Using SQLite Full-Text Search with Python

May 12, 2014 19:12 / peewee python search sqlite / 0 comments

In this post I will show how to use SQLite full-text search with Python (and a lot of help from peewee ORM). We will see how to index content for searching, how to perform searches, and how to order search results using two ranking algorithms.

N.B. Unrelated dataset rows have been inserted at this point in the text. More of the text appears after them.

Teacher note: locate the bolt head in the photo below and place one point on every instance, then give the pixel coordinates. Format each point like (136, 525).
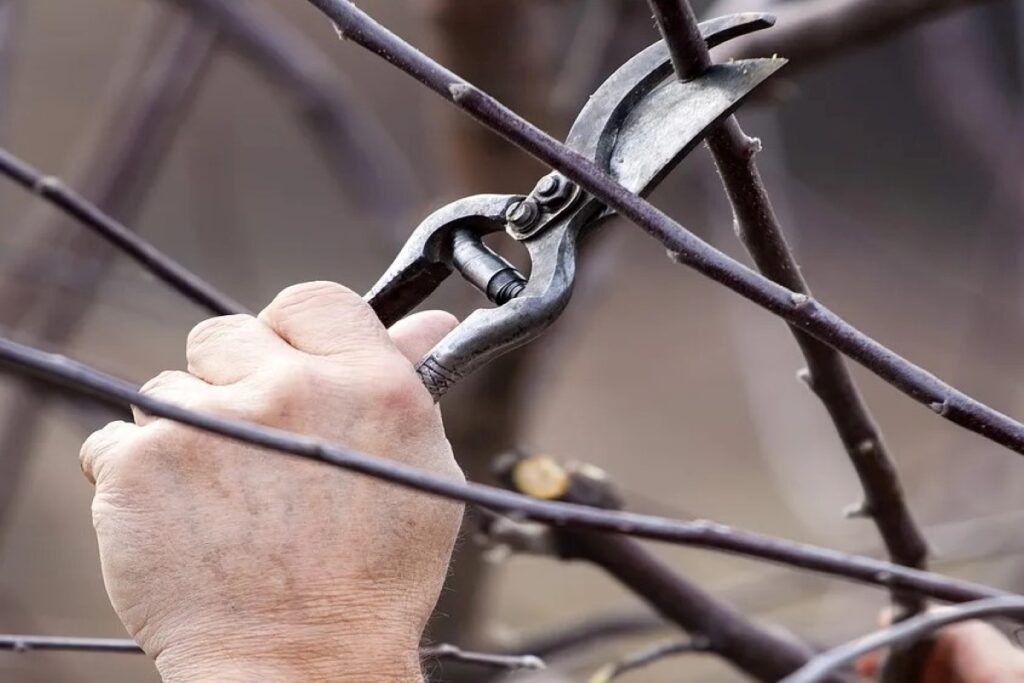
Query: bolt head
(553, 189)
(547, 186)
(523, 214)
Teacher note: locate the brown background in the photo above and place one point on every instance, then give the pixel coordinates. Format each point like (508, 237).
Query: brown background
(683, 392)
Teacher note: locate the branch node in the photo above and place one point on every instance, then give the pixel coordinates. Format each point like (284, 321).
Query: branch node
(460, 91)
(867, 446)
(859, 510)
(46, 184)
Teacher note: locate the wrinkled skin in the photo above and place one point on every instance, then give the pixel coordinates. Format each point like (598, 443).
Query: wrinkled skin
(226, 562)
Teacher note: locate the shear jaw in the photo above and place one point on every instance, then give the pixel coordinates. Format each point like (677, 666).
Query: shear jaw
(638, 126)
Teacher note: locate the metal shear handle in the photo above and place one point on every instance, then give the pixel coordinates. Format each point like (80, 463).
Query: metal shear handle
(638, 125)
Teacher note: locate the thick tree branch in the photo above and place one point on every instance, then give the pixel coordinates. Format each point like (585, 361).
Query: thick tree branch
(375, 171)
(826, 374)
(686, 248)
(903, 633)
(78, 378)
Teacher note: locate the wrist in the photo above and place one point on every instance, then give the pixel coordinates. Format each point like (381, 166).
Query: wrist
(294, 668)
(283, 656)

Last week I migrated my site from Postgresql to SQLite. I had been using Redis to power my site's search, but since SQLite has an awesome full-text search extension, I decided to give it a try. I am really pleased with the results, and being able to specify boolean search queries is an added plus. Here is a brief overview of the types of search queries SQLite supports:

Simple phrase: peewee would return all docs containing the word peewee.
Prefix queries: py* would return docs containing Python, pypi, etc.
Quoted phrases: "sqlite extension"
NEAR: peewee NEAR sqlite would return docs containing the words peewee and sqlite with no more than 10 intervening words. You can also specify the max number of intervening words, e.g. peewee NEAR/3 sqlite. With SQLite FTS5 the syntax is slightly different: NEAR(peewee sqlite, 3).
AND, OR, NOT: sqlite OR postgresql AND NOT mysql would return docs about high-quality databases (just trollin).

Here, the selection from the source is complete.